Coma artificiel

COMA ARTIFICIEL

par K. Selim, Le Quotidien d’Oran, 4 décembre 2013

Quand à quelques semaines de la convocation du corps électoral pour l’élection présidentielle, on n’a ni candidats, ni débats, ni… campagne, il est difficile de ne pas relever la grande bizarrerie de la situation algérienne. Même les péripéties, surprenantes, de la marche au ralenti vers la 3G participent de cette «anormalité» nationale. Les arguments avancés par les responsables tenant difficilement la route et sans faire dans la suspicion de principe, il est difficile de ne pas y voir des «ralentisseurs» mis en place pour éviter une trop grande connectivité mobile des Algériens avant «l’échéance». Mais ce n’est qu’un signe de plus de l’état de coma politique artificiel dans lequel est mise l’Algérie depuis des années et qu’on fait perdurer au-delà de tout bon sens.

On le sait, depuis le début des années 2000 et dans un contexte sécuritaire moins stressant, le régime a entrepris de neutraliser la vie politique. La fameuse «alliance présidentielle» regroupant formellement le FLN, le RND et le MSP n’était fondée sur aucun programme politique, ni des objectifs économiques et sociaux. Celui qui «tenait» le MSP, parti «intrus» dans le système, expliquait doctement qu’il avait préféré la «stabilité» du pays aux intérêts politiques. Discours absurde, la stabilité d’un pays n’étant pas le produit d’un renoncement des femmes et des hommes à faire ce qu’ils sont présumés faire. Mais ce discours n’était que l’expression de la caporalisation «physique» des partis politiques et l’attribution de rôles aux états-majors pour vider le pays de la politique, présentée de manière pernicieuse comme étant le «mal» absolu qui a plongé le pays dans les violences.

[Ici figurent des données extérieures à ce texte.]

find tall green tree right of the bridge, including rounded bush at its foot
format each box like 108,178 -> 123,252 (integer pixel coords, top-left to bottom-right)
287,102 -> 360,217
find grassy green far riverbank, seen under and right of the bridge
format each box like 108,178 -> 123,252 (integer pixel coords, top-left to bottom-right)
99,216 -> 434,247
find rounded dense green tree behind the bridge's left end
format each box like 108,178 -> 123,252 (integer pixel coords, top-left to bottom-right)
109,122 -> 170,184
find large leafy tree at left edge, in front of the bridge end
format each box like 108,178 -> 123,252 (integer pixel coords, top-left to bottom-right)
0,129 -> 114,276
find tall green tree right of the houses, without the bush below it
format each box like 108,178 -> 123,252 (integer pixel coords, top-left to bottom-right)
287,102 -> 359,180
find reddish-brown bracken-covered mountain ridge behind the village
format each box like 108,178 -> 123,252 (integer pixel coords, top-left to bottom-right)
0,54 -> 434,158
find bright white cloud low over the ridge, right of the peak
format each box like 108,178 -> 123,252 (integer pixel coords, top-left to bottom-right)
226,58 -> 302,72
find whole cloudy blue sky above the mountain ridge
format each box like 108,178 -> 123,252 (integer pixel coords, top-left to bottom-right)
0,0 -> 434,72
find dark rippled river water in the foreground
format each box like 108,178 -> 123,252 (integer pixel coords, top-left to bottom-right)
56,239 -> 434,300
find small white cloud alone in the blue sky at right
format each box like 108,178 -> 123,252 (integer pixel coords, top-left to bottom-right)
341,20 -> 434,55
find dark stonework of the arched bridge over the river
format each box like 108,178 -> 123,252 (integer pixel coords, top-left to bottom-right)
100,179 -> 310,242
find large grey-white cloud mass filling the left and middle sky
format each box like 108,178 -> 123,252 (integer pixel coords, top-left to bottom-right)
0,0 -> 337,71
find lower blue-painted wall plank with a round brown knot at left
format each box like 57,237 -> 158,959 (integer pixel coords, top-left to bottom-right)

On «gèle» pour mettre de «l’ordre». Mais comment mettre de «l’ordre» avec une gouvernance approximative avec des institutions réduites à faire du décorum. Mais la lecture de la politique comme incarnation du «mal» était facile à faire passer en lui imputant le désastre sanglant des années 90. Lecture fausse que des médias par facilité ou par «orientation» traduisaient systématiquement par des dénonciations de la «faillite des partis politiques». Même aujourd’hui, ces discours dénonciateurs des partis politiques continuent de servir avec un message subliminal qu’au fond ils ne sont d’aucune utilité. Il est difficile de vaincre la mauvaise foi et encore moins des discours programmés pour vendre avec constance l’idée que la politique est inutile et qu’il vaut mieux préserver le «statuquo» plutôt que d’aller vers «l’inconnu».

Certes, les recettes pétrolières permettent encore, pour un temps, d’entretenir cette phobie de la politique et d’entretenir une situation de non-reddition de comptes. Mais c’est bien ce coma politique entretenu pour maintenir le statuquo, synonyme d’absence d’anticipation, de perpétuation d’un système qui dépense énormément sans créer de la valeur – au sens symbolique et matériel – qui plonge le pays dans l’inconnu. Les médecins le savent : un coma artificiel qui se prolonge n’est jamais un bon signe.